True Bypass Pedals Overrated?

Discussion in 'Effects [BG]' started by Mud Flaps, Jan 12, 2005.

  1. Mud Flaps

    Mud Flaps

    Feb 3, 2003
    Norton, MA
    Let's say I have a pedal which sounds fantastic, but does not have true bypass. The next model up, which is just as good but has true bypass, is about a hundred dollars more.

    Wouldn't it just make more sense to get an A/B pedal and a Y-cable and just bypass the pedal completely rather than spending more money on true bypass?
  2. Lyle Caldwell

    Lyle Caldwell

    Sep 7, 2004
    Depends. Do you notice a difference in your sound with the pedal in and out of the chain? If you don't hear a difference, save even more money and don't worry about true bypass. If you do hear a difference, and really like the sound of the pedal, you can either put it in a loop or mod it to true bypass (not every pedal can be modded like this, but many can).
  3. Lyle Caldwell

    Lyle Caldwell

    Sep 7, 2004
    As to them being overrated, again, it depends on your whole system. If you're running passive single coils in a passive bass, then true bypass can be very important. If you use humbuckers or an active bass, then it may not be important at all. Some pedals have good buffers, in which case you might not need true bypass even with the passive single coils. But some pedals have buffers that make the next pedal in the chain sound bad.
  4. Mud Flaps

    Mud Flaps

    Feb 3, 2003
    Norton, MA
    I'm not talking about my chain specifically (I'm active. I rarely play clean.)

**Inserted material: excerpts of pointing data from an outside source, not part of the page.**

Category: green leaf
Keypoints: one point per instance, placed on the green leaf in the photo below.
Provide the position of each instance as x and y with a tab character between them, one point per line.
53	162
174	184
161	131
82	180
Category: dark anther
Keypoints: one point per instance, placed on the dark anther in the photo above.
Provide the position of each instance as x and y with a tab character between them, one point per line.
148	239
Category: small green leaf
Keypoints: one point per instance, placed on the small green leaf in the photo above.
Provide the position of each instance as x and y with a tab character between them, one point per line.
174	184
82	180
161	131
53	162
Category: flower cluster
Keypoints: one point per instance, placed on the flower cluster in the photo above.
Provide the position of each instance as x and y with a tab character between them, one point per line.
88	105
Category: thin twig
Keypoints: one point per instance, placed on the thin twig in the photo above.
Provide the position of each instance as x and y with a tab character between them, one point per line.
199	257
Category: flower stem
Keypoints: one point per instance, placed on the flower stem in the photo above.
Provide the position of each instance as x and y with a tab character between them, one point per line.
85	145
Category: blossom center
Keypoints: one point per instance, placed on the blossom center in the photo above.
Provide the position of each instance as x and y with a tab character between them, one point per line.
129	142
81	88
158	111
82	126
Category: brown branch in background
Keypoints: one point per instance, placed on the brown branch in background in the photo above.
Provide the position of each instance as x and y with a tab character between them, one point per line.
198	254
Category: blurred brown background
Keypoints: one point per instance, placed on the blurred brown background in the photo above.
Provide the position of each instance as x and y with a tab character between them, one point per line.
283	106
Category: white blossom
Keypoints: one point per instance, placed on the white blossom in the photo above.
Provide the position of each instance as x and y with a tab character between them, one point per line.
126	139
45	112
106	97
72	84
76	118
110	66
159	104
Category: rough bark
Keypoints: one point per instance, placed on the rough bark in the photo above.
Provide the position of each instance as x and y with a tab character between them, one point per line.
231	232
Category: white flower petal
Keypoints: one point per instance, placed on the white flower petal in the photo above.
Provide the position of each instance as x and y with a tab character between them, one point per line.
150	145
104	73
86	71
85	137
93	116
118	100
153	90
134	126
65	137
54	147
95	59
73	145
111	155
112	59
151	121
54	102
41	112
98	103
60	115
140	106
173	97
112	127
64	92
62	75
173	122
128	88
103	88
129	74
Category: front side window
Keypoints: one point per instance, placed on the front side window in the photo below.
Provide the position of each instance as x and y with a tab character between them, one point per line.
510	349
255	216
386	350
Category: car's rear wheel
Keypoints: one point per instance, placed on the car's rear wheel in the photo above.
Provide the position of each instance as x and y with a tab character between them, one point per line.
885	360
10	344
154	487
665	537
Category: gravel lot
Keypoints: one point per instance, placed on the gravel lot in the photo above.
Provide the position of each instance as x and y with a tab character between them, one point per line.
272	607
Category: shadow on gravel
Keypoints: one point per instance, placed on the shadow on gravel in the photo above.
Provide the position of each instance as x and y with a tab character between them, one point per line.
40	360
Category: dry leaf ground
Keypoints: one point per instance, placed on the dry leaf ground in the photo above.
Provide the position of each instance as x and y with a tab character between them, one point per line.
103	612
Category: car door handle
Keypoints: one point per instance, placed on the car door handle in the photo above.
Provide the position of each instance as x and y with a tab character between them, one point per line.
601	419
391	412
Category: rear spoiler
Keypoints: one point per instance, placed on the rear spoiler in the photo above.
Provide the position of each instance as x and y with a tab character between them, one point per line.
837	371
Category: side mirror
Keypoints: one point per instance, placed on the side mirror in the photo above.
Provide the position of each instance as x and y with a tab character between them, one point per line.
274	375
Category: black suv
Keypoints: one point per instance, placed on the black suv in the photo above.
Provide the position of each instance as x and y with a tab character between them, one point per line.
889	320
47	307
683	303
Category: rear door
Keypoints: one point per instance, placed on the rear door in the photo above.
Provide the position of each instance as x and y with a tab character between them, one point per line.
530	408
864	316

    But I do have a situation which could be like this with my cheap DOD Overdrive 250. But usually, I either use the thing the entire song, or not at all. When I use an effect that is in on some parts and not others, it is usually either my EHX Mini Q-Tron (which I believe is true bypass) or my DigiTech BP-200. With both of these I never notice a difference in the sound if it is bypassed.
  5. Eric Moesle

    Eric Moesle Supporting Member

    Sep 21, 2001
    Columbus OH
    I use active basses, and any non-true bypass pedals I use are kept in the loop of a true-bypass footswitch. Nothing takes the balls out of my tone more than a non true-bypass pedal.

    I care about my tone enough to use a $50 looper to preserve my tone.
  6. RyanHelms


    Sep 20, 2003
    Cleveland, OH
    Worth it to have true-bypass? Yes. Worth an extra $100? Not by a long shot. I agree with Lyle here, 100%.

    Let me ad with respect to the thread title "True Bypass Pedals Overrated?" the answer would be no, regarding the benefit. Unfortunately, marketing hype allows resultant prices to get a little disproportionate as per that functional benefit.

    In other words, they overcharge for something like true bypass which should already be there in the first place.

    man, that makes me want to rant in the worst way..............
  7. Droog


    Aug 14, 2003
    I plan on getting a Loooper for my 250. That thing sucks when bypassed. My guitar player is going to get one for his old Big Muff too. I thinks it worth it too.
  8. Benjamin Strange

    Benjamin Strange Commercial User

    Dec 25, 2002
    New Orleans, LA
    Owner / Tech: Strange Guitarworks
    I say it depends on the ciruit and how many pedals you have. Most Boss pedals have a pretty good buffer, and work well with lots of other pedals, so true bypass isn't necessary with some of them. If you have a passive bass, and use alot of true bypass pedals, your tone could still suck, since you've got tons more cabling between the bass and your amp. One good non true bypass pedal in front of that mess could actually help your tone, rather than hinder it.

    Most of my pedals are true bypass or have a good buffer (I've got to be careful with where I place those, or it will destroy my fuzz pedal tone), but I've got an Alesis digital distortion that absolutly sucks tone in bypass. I've never heard a worse coloration of tone when something is off EVER. But it's so nasty, I've got to keep it. One little Loooper will do the trick.